The most common site of heterotopic pregnancy is the ampulla portion of the fallopian tube, as it was the case in our patient, which is diagnosed when symptoms present. Patients with previous tubal surgeries are at an increased risk for this condition (7). The history of implementing an intrauterine device in patients with pelvic inflammatory diseases increases the risk of ectopic pregnancy (8). Our patient presented about five weeks after IVF with no noticeable past medical history.
It is essential to avoid life-threatening consequences by the early diagnosis and treatment of heterotopic pregnancy, such as hypovolemic shock, maternal mortality, and fetal loss. However, due to the possibility of concomitant intrauterine pregnancy, heterotopic pregnancy can be difficult to be diagnosed at early stages. Accordingly, the presence of heterotopic pregnancy risk factors may assist the diagnosis by raising suspicion. The level of hemoglobin in our patient was remarkably below the normal range, and there were considerable amounts of free fluid in the internal echo of the pelvis. In addition, the presence of a mass in the adnexa and a history of IVF raised the suspicion of heterotopic pregnancy (9).
Heterotopic pregnancy is very uncommon in spontaneously occurring pregnancies and is associated with increased maternal and child mortality. According to this, careful clinical and ultrasound investigations, especially adnexa examination findings, are necessary in asymptomatic patients. Due to the importance of heterotopic pregnancy and its prevalence among the patients using fertility medications and assisted reproduction techniques, such as IVF, the adnexa should be well checked even after detecting a gestational sac containing the yolk sac and observing an embryo in the endometrial cavity to rule out heterotopic pregnancy (3).

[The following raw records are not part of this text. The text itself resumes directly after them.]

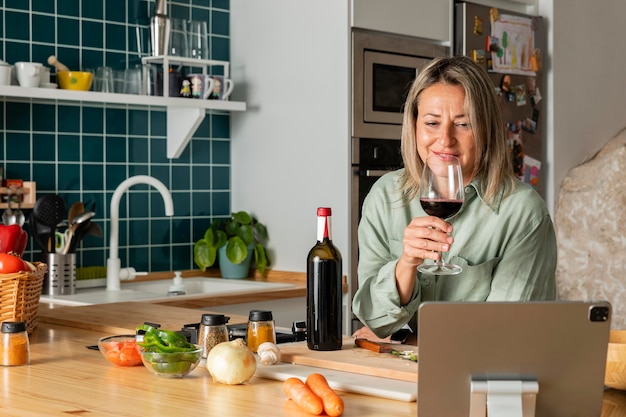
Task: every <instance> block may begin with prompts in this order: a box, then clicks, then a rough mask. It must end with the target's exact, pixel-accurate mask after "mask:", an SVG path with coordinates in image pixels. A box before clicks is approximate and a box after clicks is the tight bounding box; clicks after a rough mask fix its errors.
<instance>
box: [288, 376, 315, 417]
mask: <svg viewBox="0 0 626 417" xmlns="http://www.w3.org/2000/svg"><path fill="white" fill-rule="evenodd" d="M283 391H284V392H285V395H286V396H287V398H289V399H290V400H292V401H293V402H295V403H296V404H297V405H298V406H299V407H300V408H302V409H303V410H304V411H306V412H307V413H309V414H314V415H316V416H317V415H320V414H322V411H324V405H323V404H322V400H321V399H320V398H319V397H318V396H317V395H315V394H313V393H312V392H311V390H310V389H309V387H307V386H306V384H305V383H304V382H302V381H301V380H300V379H298V378H287V379H286V380H285V382H284V383H283Z"/></svg>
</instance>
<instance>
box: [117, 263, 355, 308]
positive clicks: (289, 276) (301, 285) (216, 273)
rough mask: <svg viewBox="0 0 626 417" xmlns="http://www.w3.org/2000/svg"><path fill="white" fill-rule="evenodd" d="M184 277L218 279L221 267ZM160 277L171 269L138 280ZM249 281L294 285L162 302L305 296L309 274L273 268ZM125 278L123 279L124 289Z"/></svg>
mask: <svg viewBox="0 0 626 417" xmlns="http://www.w3.org/2000/svg"><path fill="white" fill-rule="evenodd" d="M182 277H183V278H191V277H214V278H219V277H220V274H219V270H217V269H215V268H213V269H208V270H207V271H206V272H202V271H200V270H197V269H194V270H189V271H183V272H182ZM158 279H172V274H171V273H169V272H163V273H160V272H156V273H150V274H148V275H145V276H141V275H140V276H137V277H136V278H135V281H150V280H158ZM245 280H247V281H260V282H277V283H284V284H293V285H294V286H293V287H291V288H285V289H272V290H261V291H258V292H256V293H246V294H231V295H228V294H227V295H215V296H207V297H193V298H177V297H170V298H169V299H167V300H166V301H159V302H158V304H159V305H166V306H172V307H184V308H195V309H199V308H206V307H215V306H223V305H230V304H240V303H252V302H256V301H267V300H280V299H285V298H295V297H305V296H306V273H305V272H289V271H274V270H269V271H268V272H267V274H266V275H264V276H260V275H258V274H257V275H255V276H253V277H249V278H245ZM123 285H124V281H122V288H123ZM344 291H347V283H346V281H345V277H344Z"/></svg>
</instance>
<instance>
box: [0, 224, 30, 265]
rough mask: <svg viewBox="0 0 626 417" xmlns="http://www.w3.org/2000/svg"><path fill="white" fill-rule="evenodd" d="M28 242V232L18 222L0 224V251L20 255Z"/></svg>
mask: <svg viewBox="0 0 626 417" xmlns="http://www.w3.org/2000/svg"><path fill="white" fill-rule="evenodd" d="M27 243H28V233H27V232H26V230H24V229H22V227H21V226H20V225H19V224H12V225H9V226H7V225H4V224H0V252H1V253H9V252H13V253H14V254H16V255H19V256H20V257H21V256H22V255H23V254H24V250H25V249H26V244H27Z"/></svg>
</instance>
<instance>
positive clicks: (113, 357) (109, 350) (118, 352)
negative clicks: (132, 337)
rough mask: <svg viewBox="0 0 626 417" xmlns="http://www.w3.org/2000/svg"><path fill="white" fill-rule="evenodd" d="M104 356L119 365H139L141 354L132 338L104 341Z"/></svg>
mask: <svg viewBox="0 0 626 417" xmlns="http://www.w3.org/2000/svg"><path fill="white" fill-rule="evenodd" d="M105 348H106V353H105V357H106V358H107V360H108V361H109V362H111V363H114V364H116V365H120V366H136V365H141V364H142V362H141V355H140V354H139V350H138V347H137V344H136V343H135V341H134V340H132V341H126V342H105Z"/></svg>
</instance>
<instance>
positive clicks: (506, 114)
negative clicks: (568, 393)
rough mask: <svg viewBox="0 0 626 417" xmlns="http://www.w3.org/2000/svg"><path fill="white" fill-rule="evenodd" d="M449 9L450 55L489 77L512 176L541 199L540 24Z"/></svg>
mask: <svg viewBox="0 0 626 417" xmlns="http://www.w3.org/2000/svg"><path fill="white" fill-rule="evenodd" d="M454 7H455V10H454V45H453V50H454V53H455V55H466V56H469V57H471V58H472V59H473V60H474V61H475V62H477V63H478V64H480V65H482V66H484V68H485V69H486V70H487V71H488V72H489V75H490V78H491V80H492V81H493V85H494V89H495V90H496V93H497V94H498V97H499V99H500V103H501V106H502V113H503V115H504V121H505V123H506V126H507V142H508V144H509V148H510V151H511V158H512V161H513V168H514V170H515V173H516V175H517V176H518V177H519V178H520V179H521V180H522V181H524V182H526V183H528V184H531V185H532V186H533V187H535V188H536V189H537V191H538V192H539V193H540V194H541V195H543V190H544V189H545V184H544V181H543V180H542V176H541V164H542V161H543V159H544V157H545V154H546V153H545V140H544V129H543V121H544V120H546V119H545V117H546V115H545V112H544V104H545V92H546V91H547V89H546V88H545V81H544V78H545V77H544V72H543V71H542V66H543V62H542V55H541V54H542V51H545V45H546V33H545V27H544V21H543V19H542V18H541V17H538V16H528V15H523V14H520V13H516V12H511V11H507V10H503V9H499V8H495V7H489V6H483V5H477V4H473V3H469V2H456V3H455V5H454Z"/></svg>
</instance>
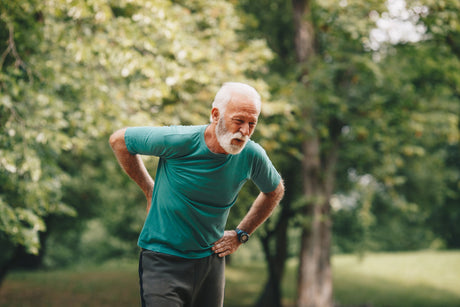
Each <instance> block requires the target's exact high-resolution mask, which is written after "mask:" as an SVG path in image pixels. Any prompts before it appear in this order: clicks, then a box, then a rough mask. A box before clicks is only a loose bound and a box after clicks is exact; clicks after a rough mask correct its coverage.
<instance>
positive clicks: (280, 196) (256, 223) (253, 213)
mask: <svg viewBox="0 0 460 307" xmlns="http://www.w3.org/2000/svg"><path fill="white" fill-rule="evenodd" d="M283 196H284V184H283V181H281V182H280V184H279V185H278V187H277V188H276V189H275V190H274V191H273V192H270V193H263V192H261V193H260V194H259V196H258V197H257V198H256V200H255V201H254V203H253V204H252V206H251V208H250V209H249V211H248V213H247V214H246V216H245V217H244V218H243V220H242V221H241V223H240V224H239V225H238V228H239V229H242V230H244V231H246V232H247V233H249V234H251V233H253V232H254V231H255V230H256V229H257V228H258V227H259V226H260V225H261V224H262V223H263V222H265V220H266V219H267V218H268V217H269V216H270V215H271V214H272V212H273V210H274V209H275V208H276V206H277V205H278V204H279V202H280V201H281V199H282V198H283Z"/></svg>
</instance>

Finally, salpingectomy and laparotomy of the fetus were performed, leading to a normal and term (the week 38th) delivery via cesarean section. During follow-up, the patient and her baby remained stable without any further referrals for the mentioned condition.
Considering the importance of heterotopic pregnancy and its high incidence among the patients using assisted reproduction techniques such as IVF, clinicians should pay special attention to carefully check the adnexa, even after discerning a gestational sac containing the yolk sac and detecting an embryo in the endometrial cavity, to rule out heterotopic pregnancy.